Zara Nicholson, IOL (Cape Town), November 30, 2007
Perpetrators of sexual abuse against children are as young as nine years old and there has also been an increase in the past year of younger victims of sexual and other forms of abuse, according to two of Cape Town’s organisations.
Synnov Skorge, director of the Sarah Baartman Centre for Women and Children near Manenberg, said they had seen an increase in the number of younger children being sexually abused with a “large number” of victims under five years old.
“The behavioural problems are frightening when you start seeing young children showing signs of depression, sleep and eating disorders. We are dealing with very, very traumatised children,” she said.
‘The behavioural problems are frightening . . .’
Skorge said their centre had also seen a 30 percent increase in the past year of women coming to their shelter while the number of women seeking legal advice had doubled to 420 this year.
She said in the past year their centre alone had seen 253 women about different forms of abuse.
“We have also seen an increase in abuse related to drugs, not saying that it is a cause but where it has definitely been a factor,” she said.
She said in the past year it had become obvious that drugs, and especially tik, played a part in various forms of domestic abuse.
Skorge said the link between drugs and sexual and other forms of abuse had become clear in the past year with tik being used in many houses where these incidents occurred, mostly by perpetrators but also by victims, to cope with the effects of the abuse.
‘There is a huge problem for women around assistance from police . . .’
She said there had also been an increase in boys who were addicted to tik abusing their mothers.
Skorge added that it was a well-known fact that in most instances the perpetrator was known to the victim, but said a “frightening” increase was the growing number of young perpetrators.
She said in one case a child of only nine years old had sexually abused other children.
Skorge said women were also facing “huge problems” with getting help.
“There is a huge problem for women around assistance from police and there aren’t enough services and shelters available for them. Also, the justice system needs to be improved drastically so that women have a more positive experience with it and, on the other hand, perpetrators need to pay. The impression we are getting is that they are getting away with murder—and that is exactly what men are getting away with,” she said.
Nazma Hendricks, counselling co-ordinator at the Rape Crisis Cape Town Centre in Athlone, said they had also seen a trend towards younger rape survivors in the last two years.

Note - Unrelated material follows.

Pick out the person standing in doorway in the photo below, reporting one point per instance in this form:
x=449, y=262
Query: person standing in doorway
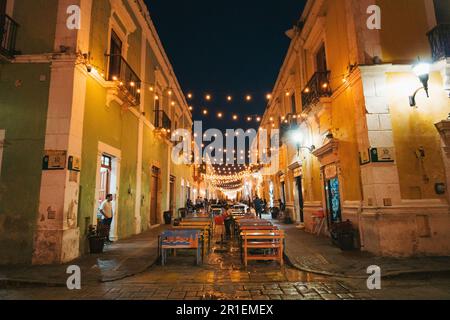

She said that 70 to 80 percent of the time the perpetrator was known to the victim and the relationships were often very intimate. She said the abuse of children by fathers or stepfathers was increasing as well as women suffering sexual and other kinds of abuse from their partners.
Hendricks said the centre had become very busy in the past year.
Last year they saw an average of 12 new clients a month; this year they were seeing 20 a month.
She said that although the increase was not a good sign, it showed that survivors were “taking their power back” with more of them coming in for counselling.
# The Sarah Baartman Centre for Women and Children, along with the 14 organisations it is affiliated with, was due to stage a protest along Klipfontein Road on Friday morning calling for proper implementation of legislation relating to the abuse of women and children.
# Rape Crisis Cape Town is also currently touring rural towns with its campaign called Stop the Bus, where it is offering workshops and networking opportunities related to rape and sexual violence as part of the 16 Days of Activism Against Women and Child Abuse.